知花: 点字の習得には個人差があり、全国的な統計でも、6割から7割の人がマスターできると言われていますが、残りの3割前後は習得に至りません。特に高齢になってから中途失明された方や、糖尿病などの合併症で視力を失った方は、指の感覚が鈍くなり、点字を読むのが難しい場合があります。そのため、点字が読めない方のために音声の図書や情報提供の媒体を準備しておく必要があります。

イ: 今後の課題についてはいかがでしょうか?

知花: 一般社会と同様に、視覚障害者の間でも高齢化が進んでいます。高齢になった視覚障害者が、その特性を理解した上で楽しめるような、デイケアや施設の設置が今後の大きな課題であると感じています。

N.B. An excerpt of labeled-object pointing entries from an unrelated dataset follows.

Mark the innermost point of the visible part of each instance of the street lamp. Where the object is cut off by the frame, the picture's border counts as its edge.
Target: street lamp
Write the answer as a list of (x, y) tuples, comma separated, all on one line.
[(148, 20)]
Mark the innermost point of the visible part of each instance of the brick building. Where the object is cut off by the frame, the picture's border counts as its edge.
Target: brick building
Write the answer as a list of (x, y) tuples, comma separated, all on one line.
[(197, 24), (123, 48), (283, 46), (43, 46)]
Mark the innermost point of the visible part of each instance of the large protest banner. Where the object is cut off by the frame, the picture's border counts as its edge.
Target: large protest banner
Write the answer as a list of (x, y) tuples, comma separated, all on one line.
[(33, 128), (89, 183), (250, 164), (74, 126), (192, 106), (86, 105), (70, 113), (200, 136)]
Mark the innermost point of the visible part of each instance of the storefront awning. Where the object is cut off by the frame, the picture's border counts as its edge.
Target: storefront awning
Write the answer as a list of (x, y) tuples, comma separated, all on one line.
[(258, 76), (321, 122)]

イ: 最後に、沖視協の活動について、リスナーへの告知をお願いします。

知花: 沖視協のホームページを見ていただければ、毎月の図書館の情報や、音楽祭、卓球大会、マラソン大会といった行事の予定、点訳や音訳のボランティア募集なども掲載しています。もし、私たちのような活動に興味を持たれた方は、ぜひホームページをご覧いただければと思います。また、平日であれば、事前に連絡をいただければ見学も可能です。ぜひ一度、お越しください。
沖縄県視覚障害者福祉協会ホームぺージ https://www.okishikyo.net/

イ: 知花さん、本日は貴重なお話を本当にありがとうございました。

知花: ありがとうございました。